The hundreds of failed Garibi Hatao movements are testament to this fact that we have governance without compassion. Rolling our official programmes will not help much if you do not understand the pinch of hunger or the humiliations of constantly living hand to mouth. What we need now is not only a government that can govern well but one that understand the more intimate problems of its people. Like crossing a busy road, getting a license, support when abroad, a seat for your not so brilliant son/daughter or personal safety to name a few. Right now our administrators are cold machinery's distant from the people. They only bother about getting the government institutions running and rules and laws enforced. What they do not realize is that these institutions and rules and laws apply to people and should be people friendly. Cold official governance as opposed to governing with humanness, the right mix has to be achieved for overall and better impact.

And when the government gets it right we will have our public servants falling over themselves to be of service to you. :) Maybe that was being too Utopian. But a visit to a government office is enough to understand how compassionate your government is towards you!

Thursday, June 04, 2009

The language of work

My classmate, who is pursuing her post graduation in Mass Communications, recently joined a mid size company of 400 people for her industrial internship. The first thing she noticed when she joined the company was that the owner of the company, an NRI was a man of principles. Employees at this small IT unit were given all the benefits given to employees in the US without any bias. He did not believe in blocking Internet or Chat or Webmails. The working atmosphere in this company was however not very nice thanks to the Indians who work there.

To begin with the NRI who is a second generation Indian from US has no clue about the social dynamics in India. This led to exploitation of the situation by employee’s especially senior managers. The Sysadmin for instance had ensured that all his team members were from his religion. The technical head on the other hand had ensured that all his teammates were Gult. The facility manager had ensured that his team consisted of Malayalees only and so on.

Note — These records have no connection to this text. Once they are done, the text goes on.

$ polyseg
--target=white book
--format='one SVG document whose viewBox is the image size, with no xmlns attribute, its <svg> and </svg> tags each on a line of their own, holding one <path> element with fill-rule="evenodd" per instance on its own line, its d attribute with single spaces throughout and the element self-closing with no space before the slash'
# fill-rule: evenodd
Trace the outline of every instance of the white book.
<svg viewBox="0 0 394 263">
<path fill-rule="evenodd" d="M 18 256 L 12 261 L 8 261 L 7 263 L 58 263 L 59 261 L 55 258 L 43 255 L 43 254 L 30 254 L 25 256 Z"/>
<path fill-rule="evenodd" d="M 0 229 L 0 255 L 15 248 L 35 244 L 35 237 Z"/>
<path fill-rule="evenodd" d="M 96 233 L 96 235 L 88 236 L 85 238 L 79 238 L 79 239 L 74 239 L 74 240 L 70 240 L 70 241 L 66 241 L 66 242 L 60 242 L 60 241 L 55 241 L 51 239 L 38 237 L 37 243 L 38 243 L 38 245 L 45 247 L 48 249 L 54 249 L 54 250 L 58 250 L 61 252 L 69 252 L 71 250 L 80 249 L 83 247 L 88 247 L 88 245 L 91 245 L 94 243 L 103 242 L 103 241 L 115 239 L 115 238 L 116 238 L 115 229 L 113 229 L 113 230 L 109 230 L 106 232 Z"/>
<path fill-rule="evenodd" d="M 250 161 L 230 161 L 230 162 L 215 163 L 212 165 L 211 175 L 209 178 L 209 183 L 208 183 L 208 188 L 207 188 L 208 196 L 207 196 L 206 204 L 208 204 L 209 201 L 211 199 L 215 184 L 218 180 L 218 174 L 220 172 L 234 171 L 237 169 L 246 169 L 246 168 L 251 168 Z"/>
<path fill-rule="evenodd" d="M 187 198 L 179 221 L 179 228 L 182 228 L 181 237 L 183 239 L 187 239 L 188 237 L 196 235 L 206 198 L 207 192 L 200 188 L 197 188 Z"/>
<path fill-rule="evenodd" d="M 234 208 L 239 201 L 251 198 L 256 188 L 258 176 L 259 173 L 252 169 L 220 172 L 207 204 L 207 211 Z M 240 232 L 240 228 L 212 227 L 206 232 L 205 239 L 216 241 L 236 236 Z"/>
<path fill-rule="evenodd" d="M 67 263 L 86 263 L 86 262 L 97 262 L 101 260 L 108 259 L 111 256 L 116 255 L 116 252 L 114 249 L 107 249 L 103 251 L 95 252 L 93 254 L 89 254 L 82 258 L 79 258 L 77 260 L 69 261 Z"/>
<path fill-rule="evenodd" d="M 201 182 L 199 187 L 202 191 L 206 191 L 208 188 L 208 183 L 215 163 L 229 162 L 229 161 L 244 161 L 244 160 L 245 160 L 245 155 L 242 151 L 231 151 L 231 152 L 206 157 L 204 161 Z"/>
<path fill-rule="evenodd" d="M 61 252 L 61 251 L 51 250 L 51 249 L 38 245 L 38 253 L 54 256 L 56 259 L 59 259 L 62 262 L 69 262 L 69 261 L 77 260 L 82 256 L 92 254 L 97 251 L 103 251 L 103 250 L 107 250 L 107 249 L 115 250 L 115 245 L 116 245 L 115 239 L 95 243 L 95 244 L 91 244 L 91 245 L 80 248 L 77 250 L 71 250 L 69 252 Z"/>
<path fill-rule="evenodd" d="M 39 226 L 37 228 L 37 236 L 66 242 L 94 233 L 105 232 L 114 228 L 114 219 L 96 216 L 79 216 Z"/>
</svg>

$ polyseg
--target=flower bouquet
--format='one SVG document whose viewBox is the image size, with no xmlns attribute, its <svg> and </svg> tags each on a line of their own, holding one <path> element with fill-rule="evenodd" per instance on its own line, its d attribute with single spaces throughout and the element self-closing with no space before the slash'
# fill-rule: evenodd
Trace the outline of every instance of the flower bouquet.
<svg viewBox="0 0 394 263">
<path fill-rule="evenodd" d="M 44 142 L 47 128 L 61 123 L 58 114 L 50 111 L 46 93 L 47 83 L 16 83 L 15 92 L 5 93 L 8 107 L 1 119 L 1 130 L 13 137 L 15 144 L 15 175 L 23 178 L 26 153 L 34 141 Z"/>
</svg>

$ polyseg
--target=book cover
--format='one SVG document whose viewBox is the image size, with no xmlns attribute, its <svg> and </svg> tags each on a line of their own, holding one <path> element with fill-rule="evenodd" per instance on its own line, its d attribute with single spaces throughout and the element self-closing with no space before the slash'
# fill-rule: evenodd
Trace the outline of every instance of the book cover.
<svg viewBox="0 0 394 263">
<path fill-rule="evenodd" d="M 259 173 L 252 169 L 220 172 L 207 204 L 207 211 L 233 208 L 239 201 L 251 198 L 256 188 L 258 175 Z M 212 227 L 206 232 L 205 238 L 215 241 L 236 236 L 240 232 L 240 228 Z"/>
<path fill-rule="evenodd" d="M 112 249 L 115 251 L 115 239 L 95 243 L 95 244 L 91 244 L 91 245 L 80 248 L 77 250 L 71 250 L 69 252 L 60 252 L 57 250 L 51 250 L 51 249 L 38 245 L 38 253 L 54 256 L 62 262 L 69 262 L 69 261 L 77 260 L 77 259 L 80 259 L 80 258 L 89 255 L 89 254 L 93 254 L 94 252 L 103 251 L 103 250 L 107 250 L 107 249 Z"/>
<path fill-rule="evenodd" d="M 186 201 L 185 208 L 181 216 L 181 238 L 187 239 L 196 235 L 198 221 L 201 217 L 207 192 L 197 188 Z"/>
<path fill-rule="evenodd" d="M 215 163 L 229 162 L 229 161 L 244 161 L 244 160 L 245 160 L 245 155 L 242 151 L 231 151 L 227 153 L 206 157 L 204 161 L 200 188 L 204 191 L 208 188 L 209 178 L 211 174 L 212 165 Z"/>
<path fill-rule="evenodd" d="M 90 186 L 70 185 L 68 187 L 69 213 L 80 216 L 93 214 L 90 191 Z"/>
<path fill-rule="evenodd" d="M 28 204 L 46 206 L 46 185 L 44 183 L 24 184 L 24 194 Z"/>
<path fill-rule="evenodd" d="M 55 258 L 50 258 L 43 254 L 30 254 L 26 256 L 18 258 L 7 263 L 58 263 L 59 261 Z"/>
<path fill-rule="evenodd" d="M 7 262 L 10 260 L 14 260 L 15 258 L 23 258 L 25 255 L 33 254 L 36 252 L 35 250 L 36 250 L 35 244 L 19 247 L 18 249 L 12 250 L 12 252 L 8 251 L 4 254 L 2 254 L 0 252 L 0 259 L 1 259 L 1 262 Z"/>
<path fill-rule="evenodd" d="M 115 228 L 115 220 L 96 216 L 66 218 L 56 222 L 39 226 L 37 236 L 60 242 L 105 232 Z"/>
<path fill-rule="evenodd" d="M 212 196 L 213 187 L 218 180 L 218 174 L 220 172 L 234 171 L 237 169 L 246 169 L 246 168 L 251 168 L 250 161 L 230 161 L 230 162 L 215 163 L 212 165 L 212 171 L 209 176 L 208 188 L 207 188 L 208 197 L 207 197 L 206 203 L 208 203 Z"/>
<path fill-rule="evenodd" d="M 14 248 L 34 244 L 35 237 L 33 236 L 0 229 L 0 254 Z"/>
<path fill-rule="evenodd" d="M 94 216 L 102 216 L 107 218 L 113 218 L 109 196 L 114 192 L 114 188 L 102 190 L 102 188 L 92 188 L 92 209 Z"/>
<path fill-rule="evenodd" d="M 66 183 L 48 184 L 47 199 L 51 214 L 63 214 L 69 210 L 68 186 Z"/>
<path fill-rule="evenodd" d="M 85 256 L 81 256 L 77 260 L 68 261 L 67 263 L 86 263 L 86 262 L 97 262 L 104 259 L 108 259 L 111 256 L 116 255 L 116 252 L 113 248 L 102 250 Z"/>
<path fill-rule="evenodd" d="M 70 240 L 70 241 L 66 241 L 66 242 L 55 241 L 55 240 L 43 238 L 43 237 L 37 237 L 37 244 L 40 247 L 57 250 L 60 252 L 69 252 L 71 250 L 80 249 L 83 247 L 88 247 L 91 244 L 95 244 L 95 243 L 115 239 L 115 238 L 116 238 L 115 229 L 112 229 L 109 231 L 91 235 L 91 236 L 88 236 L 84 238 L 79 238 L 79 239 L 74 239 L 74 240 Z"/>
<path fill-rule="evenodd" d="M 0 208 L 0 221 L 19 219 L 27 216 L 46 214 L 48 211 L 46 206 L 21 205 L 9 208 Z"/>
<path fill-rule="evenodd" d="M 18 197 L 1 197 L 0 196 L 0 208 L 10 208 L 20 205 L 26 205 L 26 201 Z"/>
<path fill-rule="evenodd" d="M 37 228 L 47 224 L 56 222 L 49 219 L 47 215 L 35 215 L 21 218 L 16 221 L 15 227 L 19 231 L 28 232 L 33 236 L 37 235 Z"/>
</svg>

All the team members talked in their respective language and soon enough a situation developed when there was a total communication breakdown between employees, teams and departments besides fierce protection of team members by team manager even if they were not upto the mark. Performance appraisals were similarly rigged in favor of team members.

An interesting thing to note about this phenomenon was that employees who have grown up in metros were resentful of this ghettoisation. It was people from smaller towns who fell prey to this trend.

The NRI boss was totally clueless to the problems on the ground and regarded hiccups like severe attrition as part of the industry trend. Into this scenario walked in an HR manager. The lady summed up the situation pretty quickly and rolled out rules and regulations that totally wiped out chances of managers from hiring only from within their community and or caste or religion. She also banned the use of any vernacular language including Hindi in the office premises and after a rough ride of implementation, peace and a lot of progress has returned to the company.

The NRI learned a valuable lesson and the divisions and misunderstandings caused by use of regional languages vanished. People became more professional and managers were left red faced when they realized their unprofessional conduct.

I was reminded of this incident when I read about two nurses in Delhi who were reprimanded for talking in Malayalam within hospital premises. On the face of it, it does look discriminatory. But such rules and regulations go a long way in providing a conducive work environment in a country like ours. It is not language chauvinism but prevention of language chauvinism. And the fact that such rules are increasingly being applied goes to show that Indian employees are yet to develop a professional attitude at their work places.